Command Line Interface ¶
charset-normalizer ship with a CLI that should be available as normalizer . This is a great tool to fully exploit the detector capabilities without having to write Python code.
Possible use cases: #. Quickly discover probable originating charset from a file. #. I want to quickly convert a non Unicode file to Unicode. #. Debug the charset-detector.
Down bellow, we will guide you through some basic examples.
Arguments ¶
You may simply invoke normalizer -h (with the h(elp) flag) to understand the basics.
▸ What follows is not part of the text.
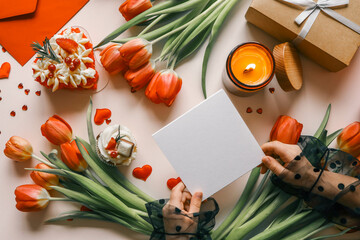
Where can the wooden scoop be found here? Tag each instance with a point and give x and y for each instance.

usage: normalizer [-h] [-v] [-a] [-n] [-m] [-r] [-f] [-t THRESHOLD] file [file ...] The Real First Universal Charset Detector. Discover originating encoding used on text file. Normalize text to unicode. positional arguments: files File(s) to be analysed optional arguments: -h, --help show this help message and exit -v, --verbose Display complementary information about file if any. Stdout will contain logs about the detection process. -a, --with-alternative Output complementary possibilities if any. Top-level JSON WILL be a list. -n, --normalize Permit to normalize input file. If not set, program does not write anything. -m, --minimal Only output the charset detected to STDOUT. Disabling JSON output. -r, --replace Replace file when trying to normalize it instead of creating a new one. -f, --force Replace file without asking if you are sure, use this flag with caution. -t THRESHOLD, --threshold THRESHOLD Define a custom maximum amount of chaos allowed in decoded content. 0. <= chaos <= 1. --version Show version information and exit.